According to Cook County Sheriff Thomas Dart, on June 6, 2003, the bodies of two twin baby boys were found in the 4800 block of South Latrobe Avenue by a waste management employee who was emptying trash bins in an alley.
An autopsy later confirmed that the two victims had been born alive and died of asphyxiation.
The deaths were ruled as homicides, but an investigation by police did not offer any clues about a potential suspect.
Over a decade later, in 2018, Sheriff’s Police Detectives reopened the case, and using DNA evidence recovered at the scene, detectives were able to identify Briley as the potential birth mother.
The relationship was later confirmed by authorities after they traveled to Holland, Michigan, and obtained a discarded item that contained Briley’s DNA.

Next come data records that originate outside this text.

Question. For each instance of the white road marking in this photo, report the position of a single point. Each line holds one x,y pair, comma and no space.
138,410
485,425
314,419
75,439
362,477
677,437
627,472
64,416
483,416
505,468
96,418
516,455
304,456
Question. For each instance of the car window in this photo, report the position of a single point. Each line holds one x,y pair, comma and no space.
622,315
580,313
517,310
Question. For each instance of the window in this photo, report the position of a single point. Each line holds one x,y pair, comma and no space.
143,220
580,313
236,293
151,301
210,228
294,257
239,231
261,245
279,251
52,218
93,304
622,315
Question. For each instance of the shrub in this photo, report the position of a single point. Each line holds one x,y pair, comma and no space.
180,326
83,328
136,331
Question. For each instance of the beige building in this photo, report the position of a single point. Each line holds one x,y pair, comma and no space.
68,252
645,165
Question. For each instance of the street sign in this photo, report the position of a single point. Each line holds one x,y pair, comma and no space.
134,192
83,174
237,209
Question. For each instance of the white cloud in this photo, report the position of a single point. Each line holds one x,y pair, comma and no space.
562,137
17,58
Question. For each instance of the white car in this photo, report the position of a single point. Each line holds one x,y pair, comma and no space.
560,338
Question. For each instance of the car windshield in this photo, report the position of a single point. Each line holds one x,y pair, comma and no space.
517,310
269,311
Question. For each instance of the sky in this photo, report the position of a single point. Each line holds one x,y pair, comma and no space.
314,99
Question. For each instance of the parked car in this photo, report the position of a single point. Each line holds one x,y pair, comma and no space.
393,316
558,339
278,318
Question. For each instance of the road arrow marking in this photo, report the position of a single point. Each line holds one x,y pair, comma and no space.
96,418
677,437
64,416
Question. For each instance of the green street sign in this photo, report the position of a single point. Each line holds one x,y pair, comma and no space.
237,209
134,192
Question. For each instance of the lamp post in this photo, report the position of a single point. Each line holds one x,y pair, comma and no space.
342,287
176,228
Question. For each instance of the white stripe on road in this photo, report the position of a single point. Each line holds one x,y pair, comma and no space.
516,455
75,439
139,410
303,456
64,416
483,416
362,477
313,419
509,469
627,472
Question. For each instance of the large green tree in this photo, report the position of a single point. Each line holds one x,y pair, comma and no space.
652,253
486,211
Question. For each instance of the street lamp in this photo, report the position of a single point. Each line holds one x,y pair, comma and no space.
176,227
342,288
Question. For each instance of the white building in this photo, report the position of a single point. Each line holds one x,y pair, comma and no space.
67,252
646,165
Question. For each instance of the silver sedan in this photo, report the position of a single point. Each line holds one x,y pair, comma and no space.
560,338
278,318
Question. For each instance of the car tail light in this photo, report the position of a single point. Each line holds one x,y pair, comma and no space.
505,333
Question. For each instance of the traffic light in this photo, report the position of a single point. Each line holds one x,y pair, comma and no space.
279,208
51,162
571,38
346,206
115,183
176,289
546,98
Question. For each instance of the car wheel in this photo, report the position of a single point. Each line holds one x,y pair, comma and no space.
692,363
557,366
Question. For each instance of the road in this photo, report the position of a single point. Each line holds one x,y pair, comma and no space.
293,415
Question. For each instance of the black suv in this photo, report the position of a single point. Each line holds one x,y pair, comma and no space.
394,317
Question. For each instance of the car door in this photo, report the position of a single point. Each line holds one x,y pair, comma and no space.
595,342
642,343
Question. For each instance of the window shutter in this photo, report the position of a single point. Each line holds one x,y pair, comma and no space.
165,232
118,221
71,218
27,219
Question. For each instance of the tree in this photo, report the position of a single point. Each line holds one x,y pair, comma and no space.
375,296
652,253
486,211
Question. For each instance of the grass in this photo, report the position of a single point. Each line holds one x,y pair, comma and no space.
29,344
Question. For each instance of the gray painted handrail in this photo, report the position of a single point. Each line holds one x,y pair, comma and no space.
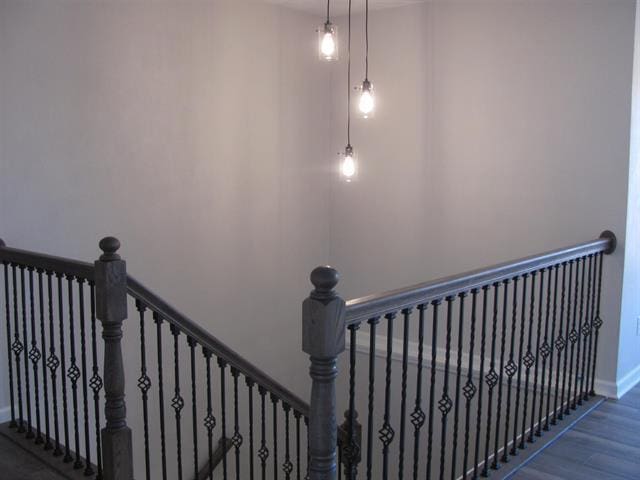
377,305
138,291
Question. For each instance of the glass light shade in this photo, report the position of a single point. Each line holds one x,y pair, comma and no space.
348,165
328,42
366,100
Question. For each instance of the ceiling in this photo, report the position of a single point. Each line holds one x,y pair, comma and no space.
339,7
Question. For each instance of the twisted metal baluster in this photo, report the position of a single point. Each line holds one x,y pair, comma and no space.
510,368
552,345
432,382
476,462
88,471
144,384
163,447
27,382
236,440
597,323
456,409
95,382
34,356
469,388
373,322
177,402
386,432
418,416
492,380
194,401
13,423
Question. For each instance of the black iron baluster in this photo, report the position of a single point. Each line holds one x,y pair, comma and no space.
223,407
510,368
532,432
469,388
483,340
418,416
177,402
505,299
492,380
43,346
373,322
34,356
597,323
194,401
456,408
88,471
406,314
523,315
163,447
25,350
263,453
53,363
13,423
432,382
386,432
236,440
96,381
63,370
552,344
210,420
144,384
17,348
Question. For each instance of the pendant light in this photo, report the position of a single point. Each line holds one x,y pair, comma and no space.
328,40
348,164
366,102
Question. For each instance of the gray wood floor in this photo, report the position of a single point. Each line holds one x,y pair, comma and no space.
605,445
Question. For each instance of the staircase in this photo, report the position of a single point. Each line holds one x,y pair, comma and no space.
453,378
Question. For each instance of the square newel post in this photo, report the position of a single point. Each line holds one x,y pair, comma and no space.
111,310
323,338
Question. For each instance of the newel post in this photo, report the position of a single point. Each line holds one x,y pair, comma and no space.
323,338
111,310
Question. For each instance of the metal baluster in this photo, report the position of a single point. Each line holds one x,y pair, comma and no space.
469,388
386,432
263,453
88,471
456,409
492,380
144,384
537,361
67,451
34,356
510,368
194,401
476,463
418,416
223,405
406,314
27,382
373,322
597,323
13,423
177,402
52,363
17,348
163,448
96,381
236,440
552,344
495,465
523,314
432,382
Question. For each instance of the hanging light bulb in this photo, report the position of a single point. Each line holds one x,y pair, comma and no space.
348,166
328,40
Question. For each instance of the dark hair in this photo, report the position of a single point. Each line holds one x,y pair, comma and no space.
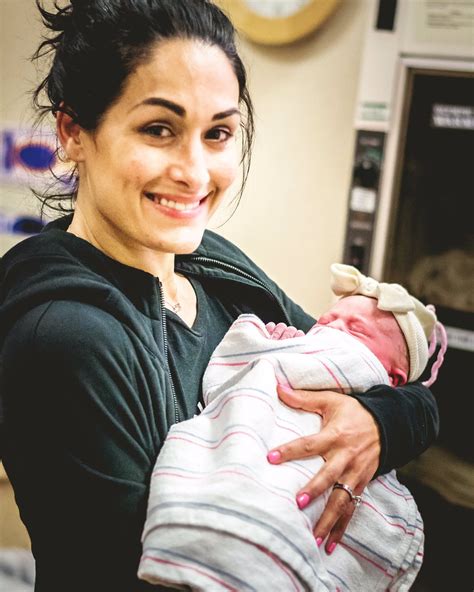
98,43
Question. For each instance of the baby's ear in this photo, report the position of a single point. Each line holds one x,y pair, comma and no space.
397,377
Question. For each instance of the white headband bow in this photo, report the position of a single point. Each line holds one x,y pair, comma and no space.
347,280
417,321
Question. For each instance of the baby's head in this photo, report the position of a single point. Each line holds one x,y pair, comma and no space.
395,326
377,329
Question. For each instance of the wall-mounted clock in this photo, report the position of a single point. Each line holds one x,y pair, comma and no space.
277,22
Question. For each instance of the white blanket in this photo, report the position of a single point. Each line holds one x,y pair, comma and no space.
220,517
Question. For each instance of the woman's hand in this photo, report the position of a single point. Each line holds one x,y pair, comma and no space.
349,442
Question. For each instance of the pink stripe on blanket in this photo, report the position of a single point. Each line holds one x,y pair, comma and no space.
395,525
289,500
392,490
211,363
195,569
331,374
280,425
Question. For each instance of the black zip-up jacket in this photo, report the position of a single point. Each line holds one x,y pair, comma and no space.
87,398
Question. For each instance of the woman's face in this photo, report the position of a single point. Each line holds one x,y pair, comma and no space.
164,154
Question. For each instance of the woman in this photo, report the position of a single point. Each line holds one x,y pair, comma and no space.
117,308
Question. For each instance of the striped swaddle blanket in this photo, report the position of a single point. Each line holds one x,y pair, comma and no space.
220,517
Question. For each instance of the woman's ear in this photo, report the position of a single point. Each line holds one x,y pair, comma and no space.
71,136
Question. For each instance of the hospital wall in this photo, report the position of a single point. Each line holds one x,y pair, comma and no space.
291,219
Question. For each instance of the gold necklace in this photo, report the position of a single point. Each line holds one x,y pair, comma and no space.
174,307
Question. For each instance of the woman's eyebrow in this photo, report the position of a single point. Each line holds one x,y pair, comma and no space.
181,111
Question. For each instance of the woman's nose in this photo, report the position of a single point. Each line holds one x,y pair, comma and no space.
191,168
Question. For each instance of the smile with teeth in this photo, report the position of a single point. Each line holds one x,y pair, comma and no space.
174,205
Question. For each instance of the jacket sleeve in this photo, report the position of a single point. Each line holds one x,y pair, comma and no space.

Detectives said the DNA recovered from the discarded item was determined to be strongly associated with the victims’ DNA.
Briley was eventually taken into custody by Sheriff’s Police detectives after they learned she was in Cook County on Dec. 3, 2021. Authorities say after they issued Briley her Miranda warning, she admitted her involvement in the murders and the disposal of their bodies.
The next day, on Dec. 4, 2021, the Cook County State’s Attorney’s Office approved two counts of first-degree murder against Briley.
The death of the two boys came just under two years after the Illinois Abandoned Newborn Infant Protection Act became effective. The law grants parents who relinquish their unharmed newborn infants within 30 days of birth immunity from criminal prosecution.